I laughed under my breath, enjoying being around her. Her scent. Her beauty. And her positivity. But my mirth died quickly. “Emily, we have to leave the city. And we have to figure out how we’re going to get the book back.”
“The book? Why? I feel better. I feel fine.”
“That’s because you’re a thrall. It will wear off, and we’ll need to figure out how to break the curse before then.”

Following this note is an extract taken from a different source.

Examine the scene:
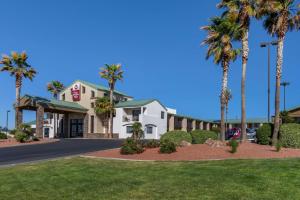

“We know how to break the curse,” she said. “You bond me.”
My mouth thinned.
Emily’s stare burned into the side of my face. I kept my focus on the street.
I loved her, but I wouldn’t bind her. Back there, at Sanguine Nox’s headquarters, it had been different. I had been desperate enough to do what had to be done, but now, we had the time to figure it out.
And they had the book. And a connection to Emily.
My grip tightened on the wheel.
“We should stop by my apartment anyway,” Emily said, after a beat. “I need to get clothes, say goodbye to my friends.”
I railed against the thought. I didn’t want her in any danger, and it was my duty to protect her. But Emily needed her freedom, and this had been tough on her.
“Alex?”
“Yeah.”
“Can we go back to my apartment? It doesn’t have to be for long,” Emily said. “Please?”
I nodded. “We’ll do it, Emily, but we must be swift.”